On a completely different note, there’s one other which I love to mention, and that is Eric Newby’s Love and War in the Apennines. I know this is a favorite of a lot of people and I put it in there for sheer charm.
On one level, it’s a celebration of Italy and the title really says it all but I always think of it on the more profound level. It’s a beautifully philanthropic and yet unsentimental work. However miserable the times are, and however awkward the place, Newby’s characters are always endearing and very often complex.
And that’s much how I feel about travel. That it’s more about people than places. I think I’d actually hate it in Antarctica, the absence of people would just not do it for me.
There’s an lovely tail end to that because I did actually meet Eric Newby once in Stanford’s. He was walking around with his wife, Wanda who’s the girl he meets in the book. And I managed to say to him that his book was one of my favorite travel books and to my surprise, he blushed as if no one had ever said that to him before. It was a lovely moment. It’s just great.
Jo: Oh lovely. And we should say, if people don’t know, Stanford’s is a famous UK travel bookshop and definitely somewhere you have to visit in London. And there’s one in Bristol nearer where I am, I’m sure there are some others in the country, but it’s a must-visit place, isn’t it?
John: Oh, absolutely. It’s great. First port of call when you need your maps.
Jo: How is the literary scene in Madagascar? Are there Malagasy writers who are coming into translation or did you find bookshops in the main cities?
John: Books are really tricky in Madagascar. It’s so poor that the opportunities for publishing are very, very limited. Obviously literature in Malagasy is inaccessible to me. This is a really difficult language. The language is so difficult that a lot of diplomats who go there are excused from learning it.
And that’s very rare. Usually our foreign office insists that our diplomats learn the language, but they don’t in Madagascar. It’s just too tricky. So the local literature is difficult, but I did come across and read books about Madagascar in French, by French people that live there or by Malagasies who are writing in French.

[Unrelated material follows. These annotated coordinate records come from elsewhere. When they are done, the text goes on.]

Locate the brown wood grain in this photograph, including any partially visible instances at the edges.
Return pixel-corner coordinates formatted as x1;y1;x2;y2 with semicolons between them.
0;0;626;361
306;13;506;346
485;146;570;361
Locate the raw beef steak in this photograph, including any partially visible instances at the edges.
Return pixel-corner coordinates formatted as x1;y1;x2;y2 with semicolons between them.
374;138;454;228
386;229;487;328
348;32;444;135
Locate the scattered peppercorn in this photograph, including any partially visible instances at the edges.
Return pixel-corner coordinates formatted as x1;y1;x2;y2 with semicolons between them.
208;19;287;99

And in fact, I met a lovely novelist who runs a hotel there and she writes under the lovely name of Madame Ink.
Jo: Oh, lovely.
John: It’s a great name for a writer. But she lives in this village, Belo-sur-Mer where they make schooners. I’d really recommend anybody goes to Belo-sur-Mer and see what goes on there and see Madame Ink, and read some of her wonderful books.

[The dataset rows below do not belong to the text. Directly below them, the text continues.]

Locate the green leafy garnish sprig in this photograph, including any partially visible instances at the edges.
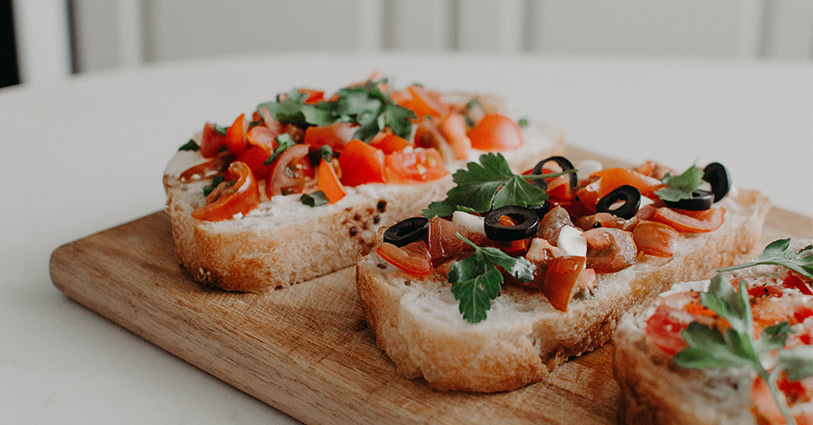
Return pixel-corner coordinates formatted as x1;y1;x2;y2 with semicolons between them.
675;243;813;424
655;165;703;202
449;233;534;323
717;238;813;279
422;153;578;218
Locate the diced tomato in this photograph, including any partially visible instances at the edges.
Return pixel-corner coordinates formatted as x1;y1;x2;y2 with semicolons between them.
370;133;412;155
265;145;313;198
542;255;587;311
384;148;449;183
645;303;689;356
632;220;680;258
237;146;271;179
192;161;260;221
339;140;385;186
317;159;347;204
178;152;228;182
246;125;280;151
226;114;248;155
200;122;226;158
469;114;522;152
439;112;471;159
652;207;725;233
305;122;359;152
590;168;664;202
375;241;432;276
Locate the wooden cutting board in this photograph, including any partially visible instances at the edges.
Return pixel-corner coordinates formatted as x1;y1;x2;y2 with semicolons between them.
51;148;813;424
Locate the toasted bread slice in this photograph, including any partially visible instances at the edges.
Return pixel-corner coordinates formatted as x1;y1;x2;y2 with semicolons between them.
164;121;564;292
357;190;770;392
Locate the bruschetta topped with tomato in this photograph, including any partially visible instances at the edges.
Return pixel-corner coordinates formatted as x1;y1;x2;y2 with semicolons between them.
357;154;769;392
164;75;562;291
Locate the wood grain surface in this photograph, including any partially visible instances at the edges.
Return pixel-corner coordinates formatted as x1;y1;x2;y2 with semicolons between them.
51;148;813;424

Jo: Fantastic. So where can people find you and your books online?
John: I’m on Facebook.com/JohnGimlette. I will be posting more and more bits and pieces about Madagascar from January onwards, from 7th of January launch date. But I tend to post pictures about travel on my Facebook page. I also have a website, JohnGimlette.com. I’m afraid it gets a bit out of date, but it is there. And as for the books, well, they should be in usual places, Waterstones, Hatchards, Daunt, and Stanfords, and more broadly on Amazon and I hope elsewhere.
Jo: Fantastic. Thanks so much for your time, John. That was great.
John: Jo, it’s has been a pleasure. Lovely to talk to you.